Sinkende Kosten bei Erneuerbaren, doch zugleich steigender Margendruck

Fallende Kosten für Solar und Batterien schaffen Gewinner bei Entwicklern, Versorgern und Stromkunden – Hersteller geraten dagegen unter Druck.

Der Ausbau erneuerbarer Energien dürfte kräftig weitergehen, obwohl die Hersteller unter Preisdruck und schwachen Margen leiden. Die Internationale Energieagentur erwartet von 2025 bis 2030 rund 4.600 GW zusätzliche erneuerbare Kapazität, davon fast 80% aus Solarenergie. Gleichzeitig stehen insbesondere chinesische Solarhersteller wegen des Überangebots unter erheblichem Margendruck.

Das zeigt den Unterschied zwischen Technologiewachstum und Aktionärswert: Steigende Umsätze führen nicht automatisch zu höheren Gewinnen je Aktie. Dafür benötigen Unternehmen dauerhafte Wettbewerbsvorteile.

Von sinkenden Kosten für Solarmodule und Batterien profitieren können Erneuerbare-Energien-Entwickler, Versorger, Rechenzentren und Industriekunden sowie Eigentümer und Integratoren von Speichern und Anbieter von Netz- und Flexibilitätslösungen. Letztlich profitieren auch Stromverbraucher – abhängig von Marktdesign und Netzkosten.

Sonne, Solar und Batteriespeicher: die Kosten sinken. Aber auch die Margen.

Sonne, Solar und Batteriespeicher: die Kosten sinken. Aber auch die Margen.

Auf der Verliererseite stehen dagegen Hersteller austauschbarer Solarmodule, Batteriezellhersteller ohne Kostenvorteile sowie Zulieferer, deren Produkte rasch zur Massenware werden.

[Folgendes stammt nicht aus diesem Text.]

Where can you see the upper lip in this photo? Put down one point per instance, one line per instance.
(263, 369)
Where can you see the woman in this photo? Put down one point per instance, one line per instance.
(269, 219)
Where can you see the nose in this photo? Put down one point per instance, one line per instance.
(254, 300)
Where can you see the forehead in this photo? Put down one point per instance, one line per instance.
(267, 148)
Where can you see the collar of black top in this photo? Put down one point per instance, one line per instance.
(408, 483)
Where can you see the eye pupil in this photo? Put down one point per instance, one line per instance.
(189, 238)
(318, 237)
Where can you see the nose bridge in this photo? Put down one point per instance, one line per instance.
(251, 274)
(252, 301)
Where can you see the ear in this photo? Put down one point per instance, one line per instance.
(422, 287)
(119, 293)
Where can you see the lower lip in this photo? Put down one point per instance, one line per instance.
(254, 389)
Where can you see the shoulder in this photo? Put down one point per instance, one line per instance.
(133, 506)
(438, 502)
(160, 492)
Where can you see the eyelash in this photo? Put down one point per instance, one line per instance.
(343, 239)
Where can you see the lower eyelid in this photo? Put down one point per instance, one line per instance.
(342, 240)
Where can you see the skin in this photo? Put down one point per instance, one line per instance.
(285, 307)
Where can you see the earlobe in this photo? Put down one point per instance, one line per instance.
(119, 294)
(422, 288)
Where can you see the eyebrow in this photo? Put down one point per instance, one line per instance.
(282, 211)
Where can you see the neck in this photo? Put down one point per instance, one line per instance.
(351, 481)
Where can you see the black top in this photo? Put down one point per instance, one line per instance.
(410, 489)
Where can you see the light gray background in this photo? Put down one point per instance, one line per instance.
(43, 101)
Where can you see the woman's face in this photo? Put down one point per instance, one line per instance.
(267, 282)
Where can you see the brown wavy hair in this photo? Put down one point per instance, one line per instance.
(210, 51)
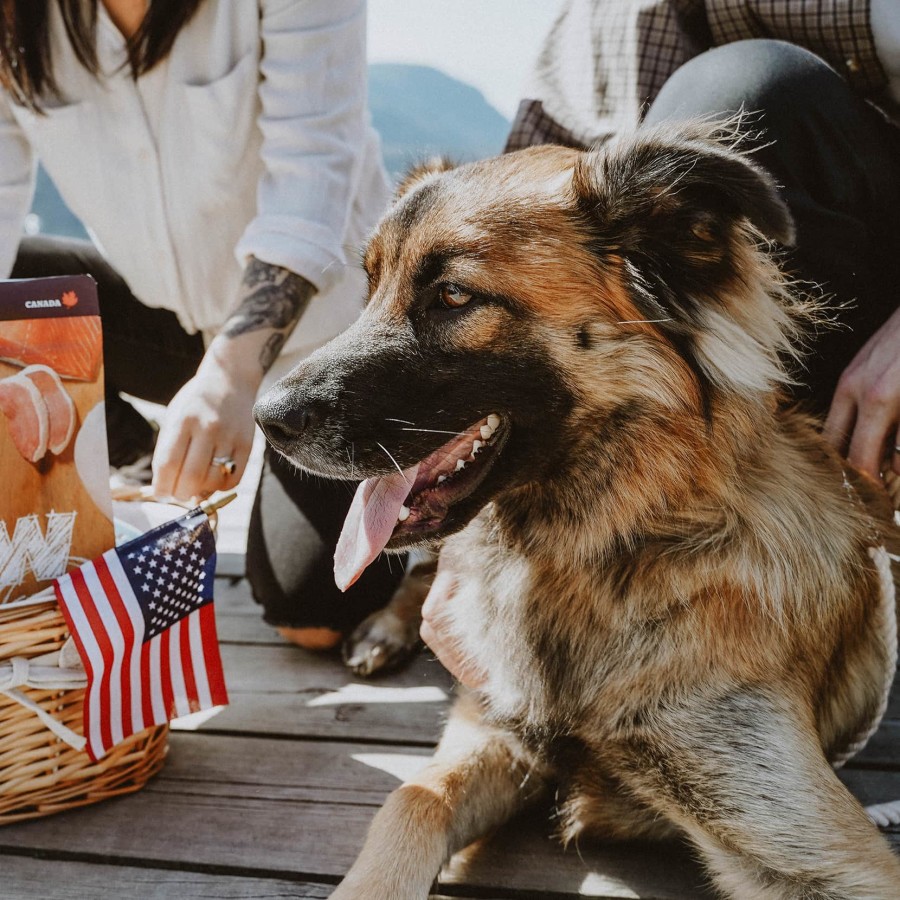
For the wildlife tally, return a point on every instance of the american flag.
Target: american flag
(142, 618)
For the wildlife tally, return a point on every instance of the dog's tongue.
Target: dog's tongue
(370, 523)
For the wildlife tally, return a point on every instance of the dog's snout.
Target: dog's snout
(284, 423)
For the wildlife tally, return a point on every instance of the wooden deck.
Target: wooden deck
(271, 797)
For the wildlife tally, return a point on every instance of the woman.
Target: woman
(221, 157)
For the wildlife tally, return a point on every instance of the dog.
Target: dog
(570, 375)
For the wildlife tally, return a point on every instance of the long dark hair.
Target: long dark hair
(26, 67)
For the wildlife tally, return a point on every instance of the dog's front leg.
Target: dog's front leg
(479, 777)
(748, 781)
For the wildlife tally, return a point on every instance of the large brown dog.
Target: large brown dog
(680, 594)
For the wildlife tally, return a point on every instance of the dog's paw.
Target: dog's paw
(383, 641)
(389, 636)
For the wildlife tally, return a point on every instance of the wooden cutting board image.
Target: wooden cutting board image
(55, 509)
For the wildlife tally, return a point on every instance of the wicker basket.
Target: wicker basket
(40, 773)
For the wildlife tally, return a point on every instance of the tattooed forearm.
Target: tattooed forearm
(273, 298)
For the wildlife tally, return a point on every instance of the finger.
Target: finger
(839, 423)
(871, 435)
(196, 470)
(219, 477)
(171, 449)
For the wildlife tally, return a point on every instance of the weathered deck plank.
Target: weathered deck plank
(272, 797)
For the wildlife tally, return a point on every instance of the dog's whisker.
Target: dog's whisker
(394, 461)
(430, 430)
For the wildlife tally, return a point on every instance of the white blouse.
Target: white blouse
(251, 138)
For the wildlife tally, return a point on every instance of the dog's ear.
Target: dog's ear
(685, 216)
(668, 191)
(420, 173)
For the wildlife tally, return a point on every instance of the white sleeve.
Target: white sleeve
(17, 177)
(314, 125)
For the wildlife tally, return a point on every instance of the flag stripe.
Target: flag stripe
(148, 713)
(165, 673)
(91, 657)
(158, 682)
(179, 692)
(131, 606)
(142, 618)
(204, 699)
(211, 657)
(112, 676)
(187, 667)
(131, 623)
(100, 694)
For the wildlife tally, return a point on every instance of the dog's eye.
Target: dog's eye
(453, 296)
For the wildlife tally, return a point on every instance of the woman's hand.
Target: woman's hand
(211, 416)
(864, 420)
(436, 631)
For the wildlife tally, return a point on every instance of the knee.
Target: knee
(779, 80)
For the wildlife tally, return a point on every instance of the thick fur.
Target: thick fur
(667, 574)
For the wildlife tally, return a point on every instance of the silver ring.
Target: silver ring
(226, 464)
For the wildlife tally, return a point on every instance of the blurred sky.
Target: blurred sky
(489, 44)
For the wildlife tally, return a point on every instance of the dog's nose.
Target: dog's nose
(284, 424)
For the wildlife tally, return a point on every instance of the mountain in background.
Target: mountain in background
(418, 111)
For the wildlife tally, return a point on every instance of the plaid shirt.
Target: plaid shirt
(604, 61)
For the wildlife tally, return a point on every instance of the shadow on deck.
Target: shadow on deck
(271, 797)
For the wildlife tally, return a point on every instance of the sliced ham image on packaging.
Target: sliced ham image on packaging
(55, 508)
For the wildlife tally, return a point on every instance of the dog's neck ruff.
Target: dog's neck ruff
(888, 613)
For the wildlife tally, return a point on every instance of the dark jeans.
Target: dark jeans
(296, 518)
(837, 160)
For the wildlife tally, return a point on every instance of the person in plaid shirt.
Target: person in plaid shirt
(821, 79)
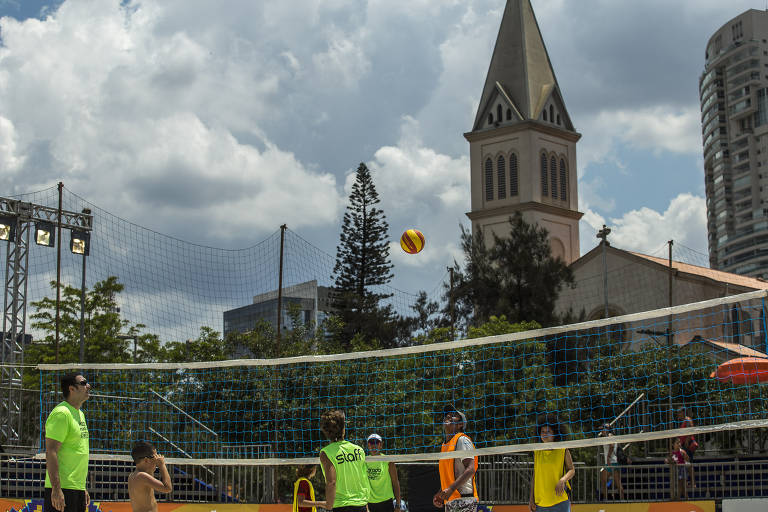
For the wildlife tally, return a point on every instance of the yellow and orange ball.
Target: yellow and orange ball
(412, 241)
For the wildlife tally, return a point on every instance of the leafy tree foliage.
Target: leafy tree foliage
(517, 277)
(108, 337)
(362, 265)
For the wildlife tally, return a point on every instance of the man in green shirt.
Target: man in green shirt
(343, 463)
(66, 449)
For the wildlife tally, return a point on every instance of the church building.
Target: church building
(523, 144)
(523, 159)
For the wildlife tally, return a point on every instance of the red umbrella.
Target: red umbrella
(743, 370)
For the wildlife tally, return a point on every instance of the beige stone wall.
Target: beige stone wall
(635, 286)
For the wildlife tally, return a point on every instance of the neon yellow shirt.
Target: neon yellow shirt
(67, 425)
(352, 487)
(548, 468)
(381, 482)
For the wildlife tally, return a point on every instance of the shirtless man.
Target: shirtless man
(141, 484)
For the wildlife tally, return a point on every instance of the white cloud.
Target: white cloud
(344, 62)
(10, 161)
(656, 129)
(422, 189)
(645, 230)
(118, 109)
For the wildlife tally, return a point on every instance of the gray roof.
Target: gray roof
(520, 68)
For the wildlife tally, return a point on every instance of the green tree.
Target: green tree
(516, 277)
(362, 264)
(106, 333)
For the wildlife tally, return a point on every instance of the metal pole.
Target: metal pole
(603, 235)
(82, 314)
(58, 272)
(280, 290)
(669, 341)
(451, 306)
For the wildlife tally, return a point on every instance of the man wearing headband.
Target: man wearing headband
(457, 475)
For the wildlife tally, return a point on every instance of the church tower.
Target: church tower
(523, 145)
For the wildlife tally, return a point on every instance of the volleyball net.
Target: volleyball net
(631, 371)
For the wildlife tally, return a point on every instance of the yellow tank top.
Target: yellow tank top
(311, 496)
(548, 468)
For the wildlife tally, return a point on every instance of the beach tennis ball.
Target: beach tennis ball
(412, 241)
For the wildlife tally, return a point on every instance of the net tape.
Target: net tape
(446, 361)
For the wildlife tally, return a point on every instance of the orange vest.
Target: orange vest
(447, 475)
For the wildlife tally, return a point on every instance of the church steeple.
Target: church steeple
(523, 145)
(520, 75)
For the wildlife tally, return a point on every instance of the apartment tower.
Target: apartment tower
(734, 124)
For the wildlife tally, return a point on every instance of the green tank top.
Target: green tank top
(352, 487)
(381, 482)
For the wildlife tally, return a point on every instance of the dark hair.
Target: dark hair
(552, 421)
(332, 424)
(69, 379)
(141, 450)
(305, 470)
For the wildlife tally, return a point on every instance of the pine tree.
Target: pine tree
(516, 277)
(362, 264)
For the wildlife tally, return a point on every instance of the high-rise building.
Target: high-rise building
(734, 124)
(522, 145)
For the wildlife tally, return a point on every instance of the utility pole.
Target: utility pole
(603, 236)
(280, 290)
(58, 271)
(451, 307)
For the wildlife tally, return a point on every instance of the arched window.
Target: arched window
(501, 173)
(513, 175)
(563, 180)
(553, 176)
(488, 180)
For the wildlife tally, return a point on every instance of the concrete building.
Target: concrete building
(523, 144)
(313, 303)
(734, 119)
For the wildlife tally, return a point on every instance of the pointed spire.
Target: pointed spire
(520, 68)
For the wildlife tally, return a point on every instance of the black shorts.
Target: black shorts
(74, 501)
(382, 506)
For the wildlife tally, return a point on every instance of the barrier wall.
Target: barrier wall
(36, 505)
(662, 506)
(749, 505)
(754, 505)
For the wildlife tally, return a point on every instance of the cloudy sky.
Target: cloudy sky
(206, 120)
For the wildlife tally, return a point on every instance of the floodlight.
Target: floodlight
(80, 243)
(7, 228)
(44, 234)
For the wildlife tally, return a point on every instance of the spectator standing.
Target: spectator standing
(552, 470)
(66, 449)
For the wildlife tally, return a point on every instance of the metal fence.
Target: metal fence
(507, 481)
(23, 477)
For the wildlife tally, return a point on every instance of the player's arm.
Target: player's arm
(570, 471)
(330, 480)
(147, 480)
(52, 447)
(395, 483)
(531, 499)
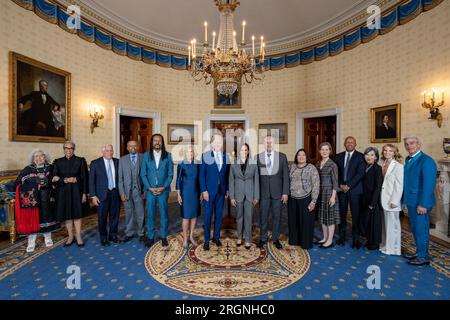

Besonders hoch ist das Risiko von Überinvestitionen und Überkapazitäten in der Solarproduktion – insbesondere in China.

Chinas Lieferketten für saubere Technologien zeigen dabei beide Seiten: Ihre Größe senkt Kosten für Entwickler und Verbraucher, schafft aber zugleich Abhängigkeiten, Handelsrisiken und Preisdruck. Unternehmen wie BYD und CATL verfügen über Innovations- und Prozess-Know-how, integrierte Fertigung und Skaleneffekte und gehören zu den Portfoliopositionen von DNB Asset Management.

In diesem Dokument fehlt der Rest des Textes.